Here’s a video of my TAZ 4 that I modified for electronic corner tap auto bed leveling. Parts of the vid are sped up for brevity:
Here’s a video showing how clean the first layer is going down:
https://www.youtube.com/edit?o=U&video_id=J2Jyf03y290
To create this auto bed leveling feature I took the two wires leading to the z-endstop micro switch (1st pic below) and extended one to the heat sink block of my Chimera dual extruder hot end, fastening it there into one of the stock mounting holes with a screw (2nd pic below). I extended the other wire to the aluminum bed mounting plate and fastened it there driving a screw into a hole that I drilled into it (3rd pic below):
Pic 1: Original Manual Bed Leveling Microswitch
Pic 2: Z-Endstop Wire Now Fastened To Heatsink Block On Chimera
Pic 3: Z-Endstop Wire Now On Aluminum Bed Mounting Plate
Next I cut 4 squares of copper tape that I bought from McMaster (http://www.mcmaster.com/#76555a715/=122iqvc) and applied them to the four corners of the glass build plate. Probably a 1 inch wide roll or less would do for a single extruder, but I also plan on modifying my setup for both extruders. Next I soldered a new wire to each piece of copper tape. The copper tape could be applied to any build surface, for example PEI, etc; however I primarily use this printer to print PLA on glass with liquid PVA mold release brushed onto the glass because that’s how I obtain the shiny smooth surface required for some of my prints.

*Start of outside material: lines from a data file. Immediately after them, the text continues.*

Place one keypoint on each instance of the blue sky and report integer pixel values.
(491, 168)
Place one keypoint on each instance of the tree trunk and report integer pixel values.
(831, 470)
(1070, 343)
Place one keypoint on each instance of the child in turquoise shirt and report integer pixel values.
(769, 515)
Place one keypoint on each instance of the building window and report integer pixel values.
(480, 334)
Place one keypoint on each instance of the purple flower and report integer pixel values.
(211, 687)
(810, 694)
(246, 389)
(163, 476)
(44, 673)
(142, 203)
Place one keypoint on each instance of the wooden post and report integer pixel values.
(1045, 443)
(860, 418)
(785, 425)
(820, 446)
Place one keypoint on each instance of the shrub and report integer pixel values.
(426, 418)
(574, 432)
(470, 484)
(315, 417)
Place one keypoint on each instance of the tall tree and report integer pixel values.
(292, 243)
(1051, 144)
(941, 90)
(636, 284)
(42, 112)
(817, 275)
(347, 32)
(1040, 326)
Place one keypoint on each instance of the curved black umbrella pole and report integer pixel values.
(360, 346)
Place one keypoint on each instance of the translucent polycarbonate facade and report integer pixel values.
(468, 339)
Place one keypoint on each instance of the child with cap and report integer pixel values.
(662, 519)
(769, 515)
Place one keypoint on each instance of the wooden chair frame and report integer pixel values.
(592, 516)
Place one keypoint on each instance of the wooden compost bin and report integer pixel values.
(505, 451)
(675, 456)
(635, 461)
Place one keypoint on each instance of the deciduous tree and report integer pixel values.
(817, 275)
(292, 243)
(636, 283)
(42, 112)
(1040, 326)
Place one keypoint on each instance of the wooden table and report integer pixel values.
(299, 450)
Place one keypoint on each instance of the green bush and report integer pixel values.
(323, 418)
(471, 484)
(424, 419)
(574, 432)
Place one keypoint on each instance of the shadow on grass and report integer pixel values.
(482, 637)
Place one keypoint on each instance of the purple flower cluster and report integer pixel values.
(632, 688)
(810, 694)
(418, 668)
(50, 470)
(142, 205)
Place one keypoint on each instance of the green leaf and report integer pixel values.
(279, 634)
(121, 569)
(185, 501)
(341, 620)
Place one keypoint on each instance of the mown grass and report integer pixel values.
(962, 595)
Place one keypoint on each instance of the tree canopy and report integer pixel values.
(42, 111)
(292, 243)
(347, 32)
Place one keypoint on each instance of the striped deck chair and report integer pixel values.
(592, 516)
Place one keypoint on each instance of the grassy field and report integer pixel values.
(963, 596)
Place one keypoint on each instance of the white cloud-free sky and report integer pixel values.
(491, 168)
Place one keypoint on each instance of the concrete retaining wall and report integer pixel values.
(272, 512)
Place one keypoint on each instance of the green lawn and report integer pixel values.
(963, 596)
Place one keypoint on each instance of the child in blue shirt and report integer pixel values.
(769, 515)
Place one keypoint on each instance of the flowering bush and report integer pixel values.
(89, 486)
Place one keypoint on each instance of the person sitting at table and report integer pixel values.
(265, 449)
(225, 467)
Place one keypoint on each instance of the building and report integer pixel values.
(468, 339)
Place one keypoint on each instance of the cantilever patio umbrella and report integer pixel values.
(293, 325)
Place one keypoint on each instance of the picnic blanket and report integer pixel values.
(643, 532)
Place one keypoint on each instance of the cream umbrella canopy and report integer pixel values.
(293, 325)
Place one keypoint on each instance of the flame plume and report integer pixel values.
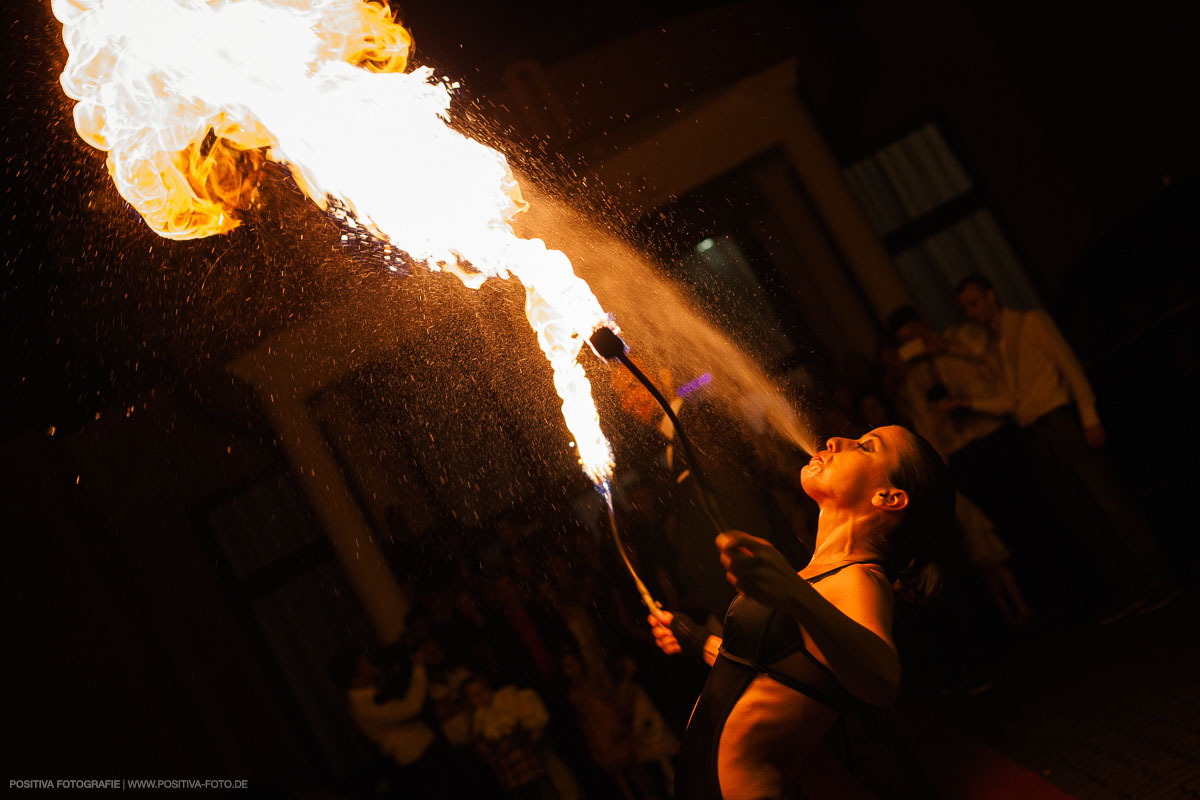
(189, 97)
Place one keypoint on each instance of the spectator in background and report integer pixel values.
(652, 739)
(1051, 401)
(603, 721)
(955, 400)
(394, 723)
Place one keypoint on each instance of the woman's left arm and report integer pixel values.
(851, 626)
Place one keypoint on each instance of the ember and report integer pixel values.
(189, 98)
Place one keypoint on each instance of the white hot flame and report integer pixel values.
(189, 96)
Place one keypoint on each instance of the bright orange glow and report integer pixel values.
(189, 97)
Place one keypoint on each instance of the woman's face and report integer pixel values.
(849, 471)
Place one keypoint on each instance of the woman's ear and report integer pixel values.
(891, 499)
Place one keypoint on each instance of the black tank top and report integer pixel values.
(756, 639)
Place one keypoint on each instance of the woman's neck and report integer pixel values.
(844, 536)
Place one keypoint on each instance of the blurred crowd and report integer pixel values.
(535, 675)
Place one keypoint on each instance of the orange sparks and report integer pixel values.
(189, 98)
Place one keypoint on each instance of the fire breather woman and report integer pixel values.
(801, 648)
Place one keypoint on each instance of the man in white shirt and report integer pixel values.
(1054, 404)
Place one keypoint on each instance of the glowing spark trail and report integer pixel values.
(190, 96)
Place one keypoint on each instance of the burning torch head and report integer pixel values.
(606, 344)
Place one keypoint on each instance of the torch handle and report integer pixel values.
(707, 499)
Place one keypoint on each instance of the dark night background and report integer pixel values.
(143, 644)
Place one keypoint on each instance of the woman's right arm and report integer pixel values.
(660, 625)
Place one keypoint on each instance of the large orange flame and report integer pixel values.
(189, 97)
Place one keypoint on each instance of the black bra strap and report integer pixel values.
(839, 569)
(808, 690)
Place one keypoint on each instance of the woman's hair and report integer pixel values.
(925, 521)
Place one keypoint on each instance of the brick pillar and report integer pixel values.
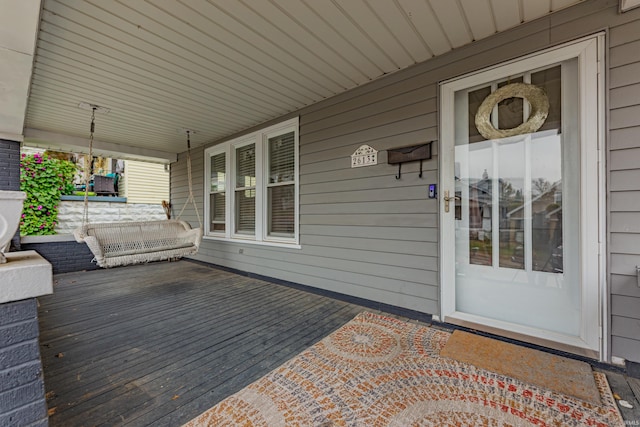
(10, 174)
(22, 400)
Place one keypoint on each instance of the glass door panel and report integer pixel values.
(512, 236)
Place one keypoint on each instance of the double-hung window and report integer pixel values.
(252, 187)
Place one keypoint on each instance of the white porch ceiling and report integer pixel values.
(221, 66)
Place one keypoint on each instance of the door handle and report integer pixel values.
(447, 199)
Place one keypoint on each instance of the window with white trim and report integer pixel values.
(251, 186)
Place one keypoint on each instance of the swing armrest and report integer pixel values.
(193, 235)
(94, 246)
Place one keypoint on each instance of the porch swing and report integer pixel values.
(136, 242)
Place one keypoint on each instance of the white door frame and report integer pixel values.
(592, 342)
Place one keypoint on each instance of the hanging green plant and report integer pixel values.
(44, 179)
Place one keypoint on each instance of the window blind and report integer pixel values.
(245, 202)
(217, 197)
(281, 187)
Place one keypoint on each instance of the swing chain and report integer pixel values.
(87, 169)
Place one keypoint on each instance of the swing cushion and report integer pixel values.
(125, 243)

Pic 4: Copper Tape Corner with Wire Soldered To It
I collected the wires under the glass build plate (Pic 5) and screwed them down onto the aluminum bed mounting plate with the same screw that I used to fasten one of the z-endstop wires (Pic 6).

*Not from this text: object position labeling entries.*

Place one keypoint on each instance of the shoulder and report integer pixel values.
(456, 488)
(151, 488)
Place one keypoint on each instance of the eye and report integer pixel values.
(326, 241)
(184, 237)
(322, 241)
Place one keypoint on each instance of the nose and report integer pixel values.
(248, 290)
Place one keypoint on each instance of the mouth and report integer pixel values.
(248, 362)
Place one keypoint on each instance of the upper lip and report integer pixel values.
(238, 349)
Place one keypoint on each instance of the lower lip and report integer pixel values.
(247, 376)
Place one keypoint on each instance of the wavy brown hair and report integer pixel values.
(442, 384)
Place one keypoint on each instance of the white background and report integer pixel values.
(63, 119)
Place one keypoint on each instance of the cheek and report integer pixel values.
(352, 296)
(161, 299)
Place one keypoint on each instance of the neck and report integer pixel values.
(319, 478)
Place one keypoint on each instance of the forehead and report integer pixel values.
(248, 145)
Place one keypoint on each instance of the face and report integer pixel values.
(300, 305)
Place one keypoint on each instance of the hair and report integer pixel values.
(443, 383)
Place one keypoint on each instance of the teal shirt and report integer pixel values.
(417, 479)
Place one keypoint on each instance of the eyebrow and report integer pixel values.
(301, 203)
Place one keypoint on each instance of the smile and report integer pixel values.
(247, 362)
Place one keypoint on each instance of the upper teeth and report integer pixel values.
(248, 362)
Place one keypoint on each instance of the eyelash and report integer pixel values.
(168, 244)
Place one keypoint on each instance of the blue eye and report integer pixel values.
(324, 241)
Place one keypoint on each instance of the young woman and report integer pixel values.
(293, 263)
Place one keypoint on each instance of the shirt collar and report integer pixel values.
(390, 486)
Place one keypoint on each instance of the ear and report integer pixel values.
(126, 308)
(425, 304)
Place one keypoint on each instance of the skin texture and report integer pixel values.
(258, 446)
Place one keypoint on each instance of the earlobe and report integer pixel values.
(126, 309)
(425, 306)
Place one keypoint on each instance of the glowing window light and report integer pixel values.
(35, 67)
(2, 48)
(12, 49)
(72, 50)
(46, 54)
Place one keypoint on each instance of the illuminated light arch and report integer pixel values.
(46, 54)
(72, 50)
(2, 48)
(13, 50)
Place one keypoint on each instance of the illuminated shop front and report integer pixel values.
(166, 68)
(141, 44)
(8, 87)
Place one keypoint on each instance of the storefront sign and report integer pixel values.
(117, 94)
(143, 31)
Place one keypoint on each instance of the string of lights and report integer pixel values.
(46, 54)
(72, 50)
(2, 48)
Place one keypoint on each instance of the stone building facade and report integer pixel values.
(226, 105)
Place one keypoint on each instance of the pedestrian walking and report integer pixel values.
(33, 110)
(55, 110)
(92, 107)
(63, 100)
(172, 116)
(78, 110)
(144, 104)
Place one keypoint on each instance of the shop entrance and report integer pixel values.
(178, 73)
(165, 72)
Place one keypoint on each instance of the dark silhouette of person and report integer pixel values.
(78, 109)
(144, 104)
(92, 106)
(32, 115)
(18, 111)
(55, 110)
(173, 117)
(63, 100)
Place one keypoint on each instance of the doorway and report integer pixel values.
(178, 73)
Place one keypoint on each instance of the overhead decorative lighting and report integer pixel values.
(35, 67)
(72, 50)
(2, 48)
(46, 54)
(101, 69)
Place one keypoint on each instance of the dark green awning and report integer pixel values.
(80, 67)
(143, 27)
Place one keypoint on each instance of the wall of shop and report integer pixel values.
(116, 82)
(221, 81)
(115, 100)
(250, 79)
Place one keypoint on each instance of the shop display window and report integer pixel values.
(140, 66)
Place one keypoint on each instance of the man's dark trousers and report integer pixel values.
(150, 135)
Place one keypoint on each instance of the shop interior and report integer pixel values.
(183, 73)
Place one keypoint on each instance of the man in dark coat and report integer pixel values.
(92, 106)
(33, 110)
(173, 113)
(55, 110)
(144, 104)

Pic 5: Copper Tape Wires Collected Under The Glass Build Plate
Pic 6: Copper Tape Wires Screwed Down to Aluminum Bed Mounting Plate
I set the Marlin Bed Auto Level Script to tap the four copper lined corners of my glass build plate at coordinates I defined. Then I ran the G29 gcode to start the auto bed leveling that’s shown in the video above.
Before I run the G29 code I pre-heat the Chimera hotends to 160 C and wipe them with a green Scotch Brite scouring pad to make sure they are clean for electrical contact with the copper tape. I’m printing with Hatchbox PLA and 160 C is working out really well for cleaning the nozzle without creating drips. Other suppliers and materials may require a different nozzle cleaning temperature.
When the hotends contact the copper tape a complete circuit is made indicating the z-endstop has been reached the same as if using the stock manually dialed in microswitch; except now the correct nozzle height is found automatically with electrical contact instead of manual trial and error.